Energy dependence of chaos is characterized for the first time.

The arc of regularity remains stable with increasing boson number.

Quantum chaos results align with classical chaos studies.

Abstract

Statistical measures of chaos have long been used in the study of chaotic dynamics in the framework of the interacting boson model. The use of large number of bosons renders additional studies of chaos possible, that can provide a direct comparison with similar classical studies of chaos. We intend to provide complete quantum chaotic dynamics at zero angular momentum in the vicinity of the arc of regularity and link the results of the study of chaos using statistical measures with those of the study of chaos using classical measures.
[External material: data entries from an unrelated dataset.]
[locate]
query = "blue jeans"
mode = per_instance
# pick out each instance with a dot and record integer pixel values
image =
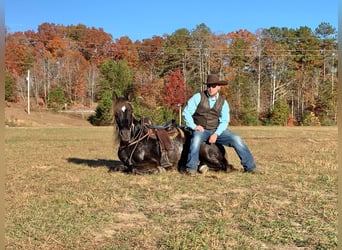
(227, 138)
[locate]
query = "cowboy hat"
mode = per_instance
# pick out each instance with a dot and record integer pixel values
(214, 79)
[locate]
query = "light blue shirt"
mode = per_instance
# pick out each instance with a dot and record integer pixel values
(191, 107)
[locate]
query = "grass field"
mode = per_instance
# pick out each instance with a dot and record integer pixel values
(60, 194)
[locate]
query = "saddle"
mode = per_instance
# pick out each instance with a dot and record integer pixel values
(164, 134)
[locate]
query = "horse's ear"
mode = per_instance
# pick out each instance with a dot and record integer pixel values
(130, 96)
(114, 97)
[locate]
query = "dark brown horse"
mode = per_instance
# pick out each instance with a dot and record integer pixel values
(140, 147)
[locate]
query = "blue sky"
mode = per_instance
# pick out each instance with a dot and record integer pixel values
(139, 19)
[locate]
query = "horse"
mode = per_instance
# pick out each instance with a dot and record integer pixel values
(140, 146)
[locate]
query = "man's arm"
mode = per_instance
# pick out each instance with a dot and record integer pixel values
(190, 109)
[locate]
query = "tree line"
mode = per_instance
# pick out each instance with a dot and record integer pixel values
(277, 76)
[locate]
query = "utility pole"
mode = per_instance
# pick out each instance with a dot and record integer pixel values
(28, 91)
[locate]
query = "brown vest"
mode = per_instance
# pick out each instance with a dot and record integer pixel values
(206, 117)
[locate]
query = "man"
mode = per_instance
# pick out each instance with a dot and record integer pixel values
(207, 114)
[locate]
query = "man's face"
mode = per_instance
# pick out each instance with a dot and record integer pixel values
(213, 89)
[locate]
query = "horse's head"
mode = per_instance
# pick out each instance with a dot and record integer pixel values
(123, 115)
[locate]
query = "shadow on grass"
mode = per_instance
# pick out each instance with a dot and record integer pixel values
(111, 165)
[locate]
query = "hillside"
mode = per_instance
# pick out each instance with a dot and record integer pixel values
(16, 116)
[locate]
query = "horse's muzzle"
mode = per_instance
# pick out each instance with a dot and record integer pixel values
(125, 135)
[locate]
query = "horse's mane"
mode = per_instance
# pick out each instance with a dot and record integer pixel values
(119, 102)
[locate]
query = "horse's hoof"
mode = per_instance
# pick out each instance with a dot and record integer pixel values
(203, 169)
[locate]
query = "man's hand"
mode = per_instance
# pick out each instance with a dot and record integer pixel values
(199, 128)
(213, 138)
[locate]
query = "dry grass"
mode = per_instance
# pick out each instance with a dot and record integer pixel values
(60, 194)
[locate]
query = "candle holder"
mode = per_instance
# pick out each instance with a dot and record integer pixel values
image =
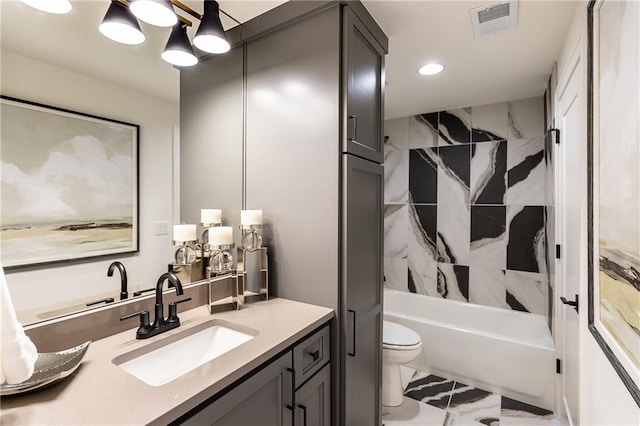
(221, 259)
(251, 238)
(185, 254)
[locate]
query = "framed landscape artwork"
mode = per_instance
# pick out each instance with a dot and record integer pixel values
(614, 184)
(69, 184)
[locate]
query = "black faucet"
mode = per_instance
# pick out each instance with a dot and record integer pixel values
(160, 324)
(123, 278)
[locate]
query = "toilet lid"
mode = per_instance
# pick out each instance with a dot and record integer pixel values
(398, 335)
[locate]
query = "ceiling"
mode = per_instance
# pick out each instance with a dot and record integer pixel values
(506, 66)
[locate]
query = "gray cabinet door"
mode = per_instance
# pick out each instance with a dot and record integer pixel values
(364, 62)
(265, 399)
(361, 253)
(313, 400)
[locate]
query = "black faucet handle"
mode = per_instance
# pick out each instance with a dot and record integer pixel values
(173, 310)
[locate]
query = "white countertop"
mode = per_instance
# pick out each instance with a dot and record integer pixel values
(100, 392)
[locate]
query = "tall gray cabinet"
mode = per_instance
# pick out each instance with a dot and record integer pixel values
(313, 123)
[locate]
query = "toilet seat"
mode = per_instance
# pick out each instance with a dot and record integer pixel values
(399, 337)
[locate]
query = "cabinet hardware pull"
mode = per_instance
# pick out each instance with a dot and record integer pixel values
(353, 333)
(354, 120)
(304, 414)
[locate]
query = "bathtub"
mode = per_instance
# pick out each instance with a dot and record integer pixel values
(506, 352)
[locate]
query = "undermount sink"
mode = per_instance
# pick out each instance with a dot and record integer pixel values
(165, 360)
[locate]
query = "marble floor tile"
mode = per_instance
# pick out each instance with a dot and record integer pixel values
(396, 177)
(526, 118)
(488, 172)
(454, 127)
(475, 404)
(490, 122)
(430, 389)
(396, 132)
(413, 413)
(396, 228)
(454, 174)
(395, 273)
(423, 175)
(423, 131)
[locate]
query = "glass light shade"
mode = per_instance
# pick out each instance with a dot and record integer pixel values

Statistical measures of chaos are applied on the spectrum and the transition intensities of 0+ states in the framework of the interacting boson model. The energy dependence of chaos is provided for the first time using statistical measures of chaos. The position of the arc of regularity was also found to be stable in the limit of large boson numbers. The results of the study of chaos using statistical measures are consistent with previous studies using classical measures of chaos, as well as with studies using statistical measures of chaos, but for small number of bosons and states with angular momentum greater than 2.